Now this is what the doctor ordered: "Daybreakers," a vampire movie in the "Blade" style with no sullen teens infatuated with smoldering bloodsuckers who have bad hair days (sorry "Twilight"). With much more production help than their campy 2005 feature debut "Undead," the Spierig Brothers (Michael and Peter) have stuck to their high-concept filmmaking approach with a novel, amusing sci-fi horror premise and slicked up their visual style with a cool, blueish palette. 

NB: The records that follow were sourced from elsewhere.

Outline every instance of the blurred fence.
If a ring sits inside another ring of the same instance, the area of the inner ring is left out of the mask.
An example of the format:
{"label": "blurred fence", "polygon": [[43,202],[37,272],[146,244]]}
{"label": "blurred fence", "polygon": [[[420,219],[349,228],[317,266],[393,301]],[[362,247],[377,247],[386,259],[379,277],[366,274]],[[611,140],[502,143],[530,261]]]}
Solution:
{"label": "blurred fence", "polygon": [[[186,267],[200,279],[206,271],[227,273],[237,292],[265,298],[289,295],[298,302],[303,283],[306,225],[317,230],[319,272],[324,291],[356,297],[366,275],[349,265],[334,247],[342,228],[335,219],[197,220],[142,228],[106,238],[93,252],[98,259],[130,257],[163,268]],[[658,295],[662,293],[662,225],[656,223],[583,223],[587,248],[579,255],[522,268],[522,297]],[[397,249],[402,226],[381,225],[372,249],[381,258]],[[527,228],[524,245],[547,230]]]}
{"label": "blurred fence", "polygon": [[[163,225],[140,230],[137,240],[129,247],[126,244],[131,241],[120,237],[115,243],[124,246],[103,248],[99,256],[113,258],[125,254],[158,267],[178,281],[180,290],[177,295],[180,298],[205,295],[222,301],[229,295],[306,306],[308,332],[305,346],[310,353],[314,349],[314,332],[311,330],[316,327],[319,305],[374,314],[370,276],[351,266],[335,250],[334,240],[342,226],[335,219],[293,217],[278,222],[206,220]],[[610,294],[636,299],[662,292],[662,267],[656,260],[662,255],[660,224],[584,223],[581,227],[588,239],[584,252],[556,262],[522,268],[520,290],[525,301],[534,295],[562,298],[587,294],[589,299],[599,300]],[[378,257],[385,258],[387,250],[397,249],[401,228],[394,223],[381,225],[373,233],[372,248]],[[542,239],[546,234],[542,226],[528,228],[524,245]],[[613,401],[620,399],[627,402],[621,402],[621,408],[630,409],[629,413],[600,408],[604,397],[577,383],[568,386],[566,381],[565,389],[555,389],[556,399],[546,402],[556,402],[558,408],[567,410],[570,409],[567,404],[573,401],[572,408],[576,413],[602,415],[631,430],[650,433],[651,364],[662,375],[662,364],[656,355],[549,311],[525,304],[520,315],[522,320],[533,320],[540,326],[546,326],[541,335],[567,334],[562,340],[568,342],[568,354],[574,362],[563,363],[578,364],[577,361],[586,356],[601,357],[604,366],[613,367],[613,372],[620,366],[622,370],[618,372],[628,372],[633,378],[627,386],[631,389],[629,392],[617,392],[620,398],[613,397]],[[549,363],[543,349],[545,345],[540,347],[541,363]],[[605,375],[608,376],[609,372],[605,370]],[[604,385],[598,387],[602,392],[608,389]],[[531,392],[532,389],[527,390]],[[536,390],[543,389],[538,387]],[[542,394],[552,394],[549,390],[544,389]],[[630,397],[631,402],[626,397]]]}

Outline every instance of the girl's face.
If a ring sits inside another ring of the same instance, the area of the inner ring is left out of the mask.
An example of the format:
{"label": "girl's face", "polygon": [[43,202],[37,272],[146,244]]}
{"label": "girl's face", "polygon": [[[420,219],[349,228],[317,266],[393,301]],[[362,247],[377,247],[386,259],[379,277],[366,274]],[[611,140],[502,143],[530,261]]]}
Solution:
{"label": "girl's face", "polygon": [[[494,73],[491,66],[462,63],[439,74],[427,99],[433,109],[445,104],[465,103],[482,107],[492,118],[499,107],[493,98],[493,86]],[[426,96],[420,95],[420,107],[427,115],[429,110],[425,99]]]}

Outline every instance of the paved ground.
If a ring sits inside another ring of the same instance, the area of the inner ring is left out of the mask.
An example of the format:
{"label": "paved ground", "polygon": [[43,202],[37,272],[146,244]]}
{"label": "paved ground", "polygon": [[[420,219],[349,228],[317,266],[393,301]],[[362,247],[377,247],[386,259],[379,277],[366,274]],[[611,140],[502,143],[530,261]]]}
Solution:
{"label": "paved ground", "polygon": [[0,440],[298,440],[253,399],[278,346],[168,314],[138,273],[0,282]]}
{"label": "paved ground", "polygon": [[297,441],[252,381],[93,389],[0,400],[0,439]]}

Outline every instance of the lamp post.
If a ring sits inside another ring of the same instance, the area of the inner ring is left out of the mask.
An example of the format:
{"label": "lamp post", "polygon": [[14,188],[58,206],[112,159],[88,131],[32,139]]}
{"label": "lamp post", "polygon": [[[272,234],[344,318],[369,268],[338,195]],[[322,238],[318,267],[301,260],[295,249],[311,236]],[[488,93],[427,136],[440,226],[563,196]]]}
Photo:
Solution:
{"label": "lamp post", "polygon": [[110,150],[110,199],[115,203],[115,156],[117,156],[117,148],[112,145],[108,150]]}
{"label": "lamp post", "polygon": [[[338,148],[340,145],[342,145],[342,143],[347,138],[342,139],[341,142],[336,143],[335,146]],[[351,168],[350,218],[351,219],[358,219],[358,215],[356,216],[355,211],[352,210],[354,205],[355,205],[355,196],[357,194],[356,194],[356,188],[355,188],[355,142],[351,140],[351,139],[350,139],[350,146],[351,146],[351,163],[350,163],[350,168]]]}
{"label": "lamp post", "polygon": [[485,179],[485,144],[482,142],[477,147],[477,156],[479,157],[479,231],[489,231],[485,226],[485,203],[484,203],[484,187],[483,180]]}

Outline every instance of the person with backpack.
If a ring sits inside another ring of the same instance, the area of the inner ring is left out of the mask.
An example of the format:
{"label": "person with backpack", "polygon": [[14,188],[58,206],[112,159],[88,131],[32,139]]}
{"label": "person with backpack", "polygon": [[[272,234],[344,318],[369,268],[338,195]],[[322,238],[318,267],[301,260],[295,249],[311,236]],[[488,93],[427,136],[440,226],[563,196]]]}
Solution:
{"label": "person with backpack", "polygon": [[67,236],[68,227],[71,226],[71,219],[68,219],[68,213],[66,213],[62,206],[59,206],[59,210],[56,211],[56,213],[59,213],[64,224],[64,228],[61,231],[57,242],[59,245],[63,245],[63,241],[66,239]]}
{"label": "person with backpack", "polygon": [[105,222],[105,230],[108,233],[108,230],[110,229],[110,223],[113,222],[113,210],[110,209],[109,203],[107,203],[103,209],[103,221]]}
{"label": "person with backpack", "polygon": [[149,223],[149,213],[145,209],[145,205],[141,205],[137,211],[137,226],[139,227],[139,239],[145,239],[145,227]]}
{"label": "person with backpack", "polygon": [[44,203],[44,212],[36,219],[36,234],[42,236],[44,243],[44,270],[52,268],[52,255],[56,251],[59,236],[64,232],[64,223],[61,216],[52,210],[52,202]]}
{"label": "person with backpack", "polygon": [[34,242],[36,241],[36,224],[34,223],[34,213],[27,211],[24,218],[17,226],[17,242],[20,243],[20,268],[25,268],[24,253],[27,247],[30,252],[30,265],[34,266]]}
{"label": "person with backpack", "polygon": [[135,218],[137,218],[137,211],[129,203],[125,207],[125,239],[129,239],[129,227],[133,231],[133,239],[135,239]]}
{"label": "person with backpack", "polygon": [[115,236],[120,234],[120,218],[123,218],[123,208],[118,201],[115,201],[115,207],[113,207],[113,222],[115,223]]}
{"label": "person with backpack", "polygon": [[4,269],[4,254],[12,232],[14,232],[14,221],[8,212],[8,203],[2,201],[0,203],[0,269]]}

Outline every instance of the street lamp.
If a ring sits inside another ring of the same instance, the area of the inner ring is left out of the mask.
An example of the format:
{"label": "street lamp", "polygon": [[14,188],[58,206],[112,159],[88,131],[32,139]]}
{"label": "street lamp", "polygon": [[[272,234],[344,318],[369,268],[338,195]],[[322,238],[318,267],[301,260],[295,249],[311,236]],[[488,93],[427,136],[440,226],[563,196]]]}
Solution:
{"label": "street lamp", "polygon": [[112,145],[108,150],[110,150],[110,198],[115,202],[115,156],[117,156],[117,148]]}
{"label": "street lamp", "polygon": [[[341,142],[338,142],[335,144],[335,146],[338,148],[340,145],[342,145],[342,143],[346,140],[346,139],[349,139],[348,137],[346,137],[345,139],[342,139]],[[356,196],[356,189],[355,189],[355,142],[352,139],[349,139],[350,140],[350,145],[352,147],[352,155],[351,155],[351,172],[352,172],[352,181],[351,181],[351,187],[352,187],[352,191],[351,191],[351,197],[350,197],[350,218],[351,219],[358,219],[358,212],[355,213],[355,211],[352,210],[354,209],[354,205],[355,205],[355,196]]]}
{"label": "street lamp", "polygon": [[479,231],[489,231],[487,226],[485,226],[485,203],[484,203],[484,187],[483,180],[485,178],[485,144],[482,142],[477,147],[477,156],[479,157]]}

In "Daybreakers," the vampire mythos stays true: the little suckers have no reflection and bite the dust when their Vitamin-D-deficient asses come near a little sunshine. It's 2019 (you can ignore the Mayan calendar's prediction of an apocalyptic 2012) and everyone's now a vampire, but there is a high demand and shortage in human blood. Nearing extinction, the vampires must capture and farm all the remaining humans, or find blood before they check out. Without the blood, they will turn into home-invading “subsiders,” basically a bloodthirsty cross between an ugly rat and ugly Gollum. 

Ethan Hawke is Edward (no, not Cullen), a sympathetic blood doctor who isn't too happy about being a vampire and can't drink human blood on the rocks (“Life's a bitch and then you don't die”), but has to help a band of human survivors to find a cure. Mr. Bromley (Sam Neill, who looks perfectly evil with green-yellowish eyes and enlarged incisors) plays the Bad Guy in a businessman suit who gets his comeuppance. Nicely playing off his "Shadow of a Vampire" role, Willem Dafoe's Elvis character has a cure to reverse the human-to-vampire process. 

This entertaining film ends a little too neatly, save for all the messy blood-spurting and decapitations, but it has effectively jumpy gasps and giggles in spades.